Was steht uns offen, und was davon wollen wir tatsächlich ändern? Bei den meisten Belastungen gibt es drei Wege. Etwas verändern, die Situation verlassen oder sie annehmen, wie sie ist.
Jeder dieser Wege kostet etwas, keiner ist umsonst zu haben. Zu einer Entscheidung gehört deshalb nicht nur die Frage, was wir gewinnen, sondern auch, was wir aufgeben, und was es kostet, alles so zu lassen, wie es ist.

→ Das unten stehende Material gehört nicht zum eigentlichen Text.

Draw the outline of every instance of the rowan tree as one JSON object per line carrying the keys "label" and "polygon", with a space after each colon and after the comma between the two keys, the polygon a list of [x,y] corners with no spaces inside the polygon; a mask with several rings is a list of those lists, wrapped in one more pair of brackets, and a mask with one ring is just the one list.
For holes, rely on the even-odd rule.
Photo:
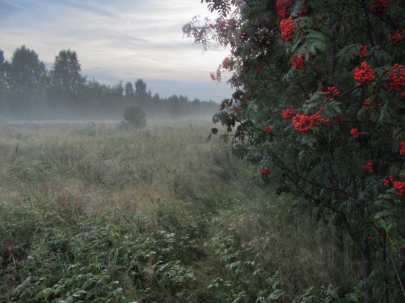
{"label": "rowan tree", "polygon": [[338,243],[350,237],[365,302],[403,299],[403,1],[205,2],[220,16],[183,30],[230,49],[210,76],[232,72],[235,92],[213,122]]}

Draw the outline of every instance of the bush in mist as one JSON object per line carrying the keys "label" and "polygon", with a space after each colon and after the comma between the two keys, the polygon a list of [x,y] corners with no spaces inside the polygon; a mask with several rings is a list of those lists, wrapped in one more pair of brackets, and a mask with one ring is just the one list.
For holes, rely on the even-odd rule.
{"label": "bush in mist", "polygon": [[139,106],[128,106],[124,112],[124,120],[121,121],[122,127],[143,128],[146,126],[146,113]]}

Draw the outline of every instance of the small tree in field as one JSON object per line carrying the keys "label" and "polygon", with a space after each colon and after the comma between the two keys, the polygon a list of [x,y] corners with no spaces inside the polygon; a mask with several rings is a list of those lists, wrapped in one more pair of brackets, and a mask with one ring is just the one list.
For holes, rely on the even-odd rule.
{"label": "small tree in field", "polygon": [[230,46],[210,76],[233,71],[236,90],[213,122],[228,132],[239,122],[235,152],[296,193],[338,242],[351,239],[365,302],[403,301],[403,1],[205,2],[220,17],[183,32],[205,50]]}
{"label": "small tree in field", "polygon": [[124,112],[124,120],[121,121],[123,126],[143,128],[146,126],[146,113],[140,106],[128,106]]}

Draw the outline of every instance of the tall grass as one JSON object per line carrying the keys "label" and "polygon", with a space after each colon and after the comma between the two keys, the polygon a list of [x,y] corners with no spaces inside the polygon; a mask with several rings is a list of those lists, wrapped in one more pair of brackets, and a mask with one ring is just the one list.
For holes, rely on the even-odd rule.
{"label": "tall grass", "polygon": [[0,125],[0,301],[359,297],[350,242],[207,141],[210,124],[148,124]]}

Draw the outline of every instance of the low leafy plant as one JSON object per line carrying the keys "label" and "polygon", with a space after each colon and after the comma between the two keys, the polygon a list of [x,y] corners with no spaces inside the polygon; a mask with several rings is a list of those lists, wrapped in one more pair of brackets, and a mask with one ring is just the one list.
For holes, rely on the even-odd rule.
{"label": "low leafy plant", "polygon": [[124,120],[121,121],[119,126],[124,128],[145,128],[146,126],[146,113],[142,110],[140,106],[128,106],[124,112]]}

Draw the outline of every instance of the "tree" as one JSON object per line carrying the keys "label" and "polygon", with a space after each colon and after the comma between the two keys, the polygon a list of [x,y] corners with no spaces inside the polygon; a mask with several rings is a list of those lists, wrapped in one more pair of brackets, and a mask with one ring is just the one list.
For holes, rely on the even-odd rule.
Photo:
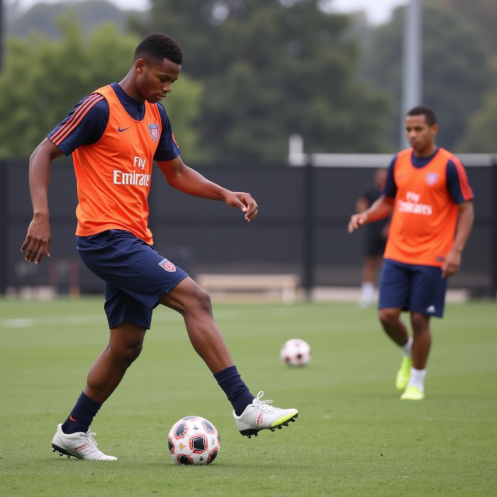
{"label": "tree", "polygon": [[[377,28],[364,55],[366,81],[391,92],[394,102],[390,120],[394,146],[400,132],[403,10],[397,9],[390,23]],[[439,142],[450,149],[495,82],[491,53],[472,23],[428,3],[423,10],[422,54],[423,101],[438,116]]]}
{"label": "tree", "polygon": [[[380,152],[386,99],[357,82],[347,16],[318,0],[152,1],[142,34],[160,30],[205,85],[201,148],[211,158],[281,161],[292,133],[307,152]],[[136,25],[135,25],[135,27]]]}
{"label": "tree", "polygon": [[[23,158],[84,95],[116,79],[131,67],[140,39],[112,25],[83,37],[72,15],[59,20],[61,37],[53,40],[32,33],[8,40],[5,66],[0,74],[0,157]],[[202,87],[181,78],[167,110],[180,146],[194,154],[196,135],[191,122],[198,113]]]}
{"label": "tree", "polygon": [[468,129],[456,151],[461,153],[495,154],[497,152],[497,91],[488,93],[481,108],[470,119]]}
{"label": "tree", "polygon": [[[430,0],[431,1],[434,0]],[[495,0],[437,0],[474,23],[497,58],[497,2]]]}

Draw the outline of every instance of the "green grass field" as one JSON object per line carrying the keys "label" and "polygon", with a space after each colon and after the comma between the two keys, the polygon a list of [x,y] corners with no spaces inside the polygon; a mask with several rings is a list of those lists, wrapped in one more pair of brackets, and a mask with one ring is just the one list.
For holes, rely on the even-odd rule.
{"label": "green grass field", "polygon": [[[296,407],[289,427],[256,438],[190,345],[179,315],[157,309],[142,355],[92,425],[117,462],[60,457],[50,442],[107,338],[100,298],[0,301],[0,495],[339,496],[497,495],[497,305],[449,305],[433,320],[421,402],[394,386],[399,350],[374,309],[349,304],[216,305],[242,377],[275,405]],[[290,338],[313,358],[280,361]],[[167,450],[180,417],[219,431],[208,466],[176,465]]]}

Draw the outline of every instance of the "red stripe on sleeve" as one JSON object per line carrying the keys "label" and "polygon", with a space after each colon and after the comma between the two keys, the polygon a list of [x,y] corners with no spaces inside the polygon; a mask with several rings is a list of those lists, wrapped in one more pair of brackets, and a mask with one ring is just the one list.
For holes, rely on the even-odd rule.
{"label": "red stripe on sleeve", "polygon": [[75,112],[72,117],[54,134],[50,140],[56,145],[58,145],[78,126],[88,111],[103,98],[103,97],[99,93],[94,93],[90,95]]}
{"label": "red stripe on sleeve", "polygon": [[468,176],[466,175],[466,171],[463,165],[461,163],[457,157],[452,157],[452,162],[456,165],[456,169],[457,170],[457,174],[459,177],[459,186],[461,187],[461,191],[463,194],[464,200],[467,202],[471,200],[473,198],[473,191],[471,187],[468,182]]}

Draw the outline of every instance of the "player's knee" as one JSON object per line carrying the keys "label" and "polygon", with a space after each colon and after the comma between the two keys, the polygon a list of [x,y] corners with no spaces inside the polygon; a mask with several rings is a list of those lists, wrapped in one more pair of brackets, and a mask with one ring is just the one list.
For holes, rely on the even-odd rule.
{"label": "player's knee", "polygon": [[428,320],[422,314],[413,313],[411,315],[411,322],[413,326],[413,331],[416,334],[429,332]]}
{"label": "player's knee", "polygon": [[399,319],[399,313],[395,309],[380,309],[378,316],[382,324],[384,325],[393,325]]}
{"label": "player's knee", "polygon": [[192,296],[193,298],[193,305],[197,310],[209,314],[212,314],[211,296],[203,288],[198,287]]}
{"label": "player's knee", "polygon": [[117,356],[120,361],[129,366],[140,355],[143,348],[143,341],[141,340],[113,347],[112,351],[113,355]]}

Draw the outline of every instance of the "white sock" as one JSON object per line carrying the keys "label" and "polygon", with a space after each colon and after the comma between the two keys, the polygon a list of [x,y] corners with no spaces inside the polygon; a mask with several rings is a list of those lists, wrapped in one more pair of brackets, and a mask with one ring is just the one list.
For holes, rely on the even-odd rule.
{"label": "white sock", "polygon": [[374,296],[374,283],[364,281],[361,285],[361,300],[370,302]]}
{"label": "white sock", "polygon": [[404,355],[408,357],[412,358],[412,356],[411,354],[411,349],[413,347],[413,337],[410,336],[409,339],[407,341],[407,343],[405,345],[401,345],[400,347],[402,349],[402,351],[404,352]]}
{"label": "white sock", "polygon": [[424,391],[424,377],[426,375],[426,368],[415,369],[411,368],[411,378],[409,379],[409,387],[417,387],[421,392]]}

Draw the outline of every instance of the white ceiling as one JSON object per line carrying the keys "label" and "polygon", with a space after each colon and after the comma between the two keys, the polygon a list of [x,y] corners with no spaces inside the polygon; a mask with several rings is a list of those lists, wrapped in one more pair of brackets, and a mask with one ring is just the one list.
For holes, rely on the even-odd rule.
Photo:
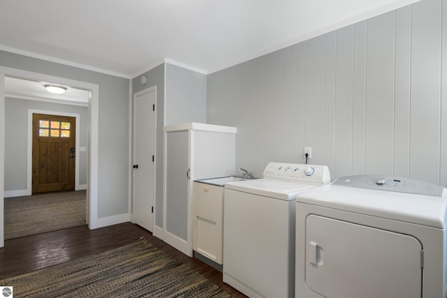
{"label": "white ceiling", "polygon": [[416,0],[0,0],[0,50],[124,77],[211,73]]}
{"label": "white ceiling", "polygon": [[[13,98],[25,98],[41,101],[57,102],[71,105],[87,105],[90,91],[62,86],[67,88],[63,94],[53,94],[47,91],[45,84],[51,82],[36,82],[16,77],[5,77],[5,96]],[[62,100],[62,101],[60,101]]]}

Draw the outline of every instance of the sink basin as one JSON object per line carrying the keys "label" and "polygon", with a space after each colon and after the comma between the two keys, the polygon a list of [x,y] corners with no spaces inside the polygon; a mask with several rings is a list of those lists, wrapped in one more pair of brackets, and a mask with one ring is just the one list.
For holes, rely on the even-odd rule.
{"label": "sink basin", "polygon": [[[256,179],[256,178],[251,178],[251,179]],[[244,181],[249,180],[246,177],[242,176],[230,176],[228,177],[221,177],[221,178],[213,178],[210,179],[203,179],[203,180],[196,180],[197,182],[206,183],[207,184],[213,184],[218,185],[220,186],[223,186],[226,183],[228,182],[235,182],[237,181]]]}
{"label": "sink basin", "polygon": [[232,178],[234,179],[238,179],[239,180],[235,180],[235,181],[241,181],[241,180],[253,180],[253,179],[258,179],[256,177],[247,177],[247,176],[239,176],[239,175],[235,175],[235,176],[231,176]]}

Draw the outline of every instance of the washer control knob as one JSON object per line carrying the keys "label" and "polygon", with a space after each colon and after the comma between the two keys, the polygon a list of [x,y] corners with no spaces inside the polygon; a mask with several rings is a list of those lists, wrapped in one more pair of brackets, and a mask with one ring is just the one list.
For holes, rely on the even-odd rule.
{"label": "washer control knob", "polygon": [[379,178],[376,180],[376,184],[379,185],[385,185],[385,184],[386,184],[386,180],[383,178]]}
{"label": "washer control knob", "polygon": [[306,176],[312,176],[315,172],[315,169],[313,167],[306,167],[305,169],[305,174]]}

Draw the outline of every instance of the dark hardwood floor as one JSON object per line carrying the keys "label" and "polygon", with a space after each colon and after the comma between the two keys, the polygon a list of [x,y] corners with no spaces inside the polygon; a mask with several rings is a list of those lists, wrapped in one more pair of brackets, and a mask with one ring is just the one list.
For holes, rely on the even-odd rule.
{"label": "dark hardwood floor", "polygon": [[29,272],[91,253],[119,247],[144,237],[149,242],[186,264],[235,297],[245,296],[222,281],[222,274],[191,258],[131,223],[96,230],[87,225],[6,240],[0,248],[0,279]]}

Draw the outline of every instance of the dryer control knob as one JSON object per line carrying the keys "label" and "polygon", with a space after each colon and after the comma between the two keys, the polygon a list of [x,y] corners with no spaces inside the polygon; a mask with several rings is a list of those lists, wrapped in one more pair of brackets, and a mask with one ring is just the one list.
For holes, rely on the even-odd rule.
{"label": "dryer control knob", "polygon": [[383,178],[379,178],[376,180],[376,184],[379,185],[385,185],[386,183],[386,180],[385,180]]}
{"label": "dryer control knob", "polygon": [[312,176],[315,172],[315,169],[313,167],[306,167],[305,169],[305,174],[306,176]]}

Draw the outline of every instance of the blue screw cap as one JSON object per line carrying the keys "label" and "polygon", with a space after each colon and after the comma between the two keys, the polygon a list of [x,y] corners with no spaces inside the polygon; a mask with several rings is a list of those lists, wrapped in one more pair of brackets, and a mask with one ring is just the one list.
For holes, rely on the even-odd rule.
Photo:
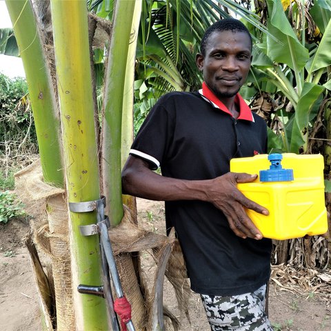
{"label": "blue screw cap", "polygon": [[270,154],[268,159],[270,161],[270,167],[265,170],[260,170],[260,181],[293,181],[293,169],[283,169],[281,166],[281,154]]}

Eine Belastung nehmen und drei Spalten füllen. Was könnte sich an mir ändern, was an der Aufgabe, was an den Verhältnissen. Zu jeder Spalte eine Handlung, die möglich wäre.
Drei Blätter. Auf jedem steht eine der drei Optionen. Darunter aufschreiben, was sie in diesem konkreten Fall bedeuten würde, mit erstem Schritt und Zeitpunkt.

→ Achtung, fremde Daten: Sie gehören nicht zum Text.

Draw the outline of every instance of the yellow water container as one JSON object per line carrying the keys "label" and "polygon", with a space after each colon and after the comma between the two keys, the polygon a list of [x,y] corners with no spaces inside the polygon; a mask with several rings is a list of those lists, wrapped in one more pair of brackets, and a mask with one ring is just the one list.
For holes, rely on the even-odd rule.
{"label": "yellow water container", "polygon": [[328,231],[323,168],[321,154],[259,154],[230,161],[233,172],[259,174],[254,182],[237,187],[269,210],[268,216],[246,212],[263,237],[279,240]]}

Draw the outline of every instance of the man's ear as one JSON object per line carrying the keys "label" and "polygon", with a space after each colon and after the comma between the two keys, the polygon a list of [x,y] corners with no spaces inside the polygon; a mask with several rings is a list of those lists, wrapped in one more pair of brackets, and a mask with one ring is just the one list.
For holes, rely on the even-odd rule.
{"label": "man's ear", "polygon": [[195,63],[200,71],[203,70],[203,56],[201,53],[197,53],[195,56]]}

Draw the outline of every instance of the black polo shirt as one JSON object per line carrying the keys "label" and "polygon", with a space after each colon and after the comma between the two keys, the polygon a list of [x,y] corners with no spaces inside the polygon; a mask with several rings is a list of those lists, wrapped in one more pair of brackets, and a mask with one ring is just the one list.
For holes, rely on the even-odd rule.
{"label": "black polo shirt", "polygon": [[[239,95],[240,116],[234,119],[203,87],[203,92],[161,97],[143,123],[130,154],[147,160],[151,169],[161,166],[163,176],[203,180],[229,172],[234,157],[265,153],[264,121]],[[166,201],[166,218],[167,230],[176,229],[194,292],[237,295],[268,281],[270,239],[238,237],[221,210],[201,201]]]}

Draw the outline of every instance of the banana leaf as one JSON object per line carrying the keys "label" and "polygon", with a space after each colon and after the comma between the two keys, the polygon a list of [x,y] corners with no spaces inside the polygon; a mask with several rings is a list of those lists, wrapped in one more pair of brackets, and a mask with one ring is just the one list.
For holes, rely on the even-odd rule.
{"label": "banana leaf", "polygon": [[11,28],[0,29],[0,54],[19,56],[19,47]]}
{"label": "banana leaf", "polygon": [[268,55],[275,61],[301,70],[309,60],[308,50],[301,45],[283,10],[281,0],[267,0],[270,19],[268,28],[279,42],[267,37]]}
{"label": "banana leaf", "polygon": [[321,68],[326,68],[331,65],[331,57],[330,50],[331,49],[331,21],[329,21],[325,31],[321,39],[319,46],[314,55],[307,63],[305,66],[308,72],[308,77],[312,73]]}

Vier Felder ausfüllen. Was gewinne ich, wenn ich es tue, was verliere ich, wenn ich es tue, was gewinne ich, wenn ich es lasse, was verliere ich, wenn ich es lasse.
Die Veränderung befristet ausprobieren statt endgültig entscheiden. Vier Wochen, festes Enddatum, vorher aufschreiben, woran man den Unterschied erkennen will.
Hängt die Veränderung von einer anderen Person ab, das Gespräch in drei Punkten vorbereiten. Was ich will, was ich anbiete, was mein Mindestergebnis ist. Dann den Termin vereinbaren.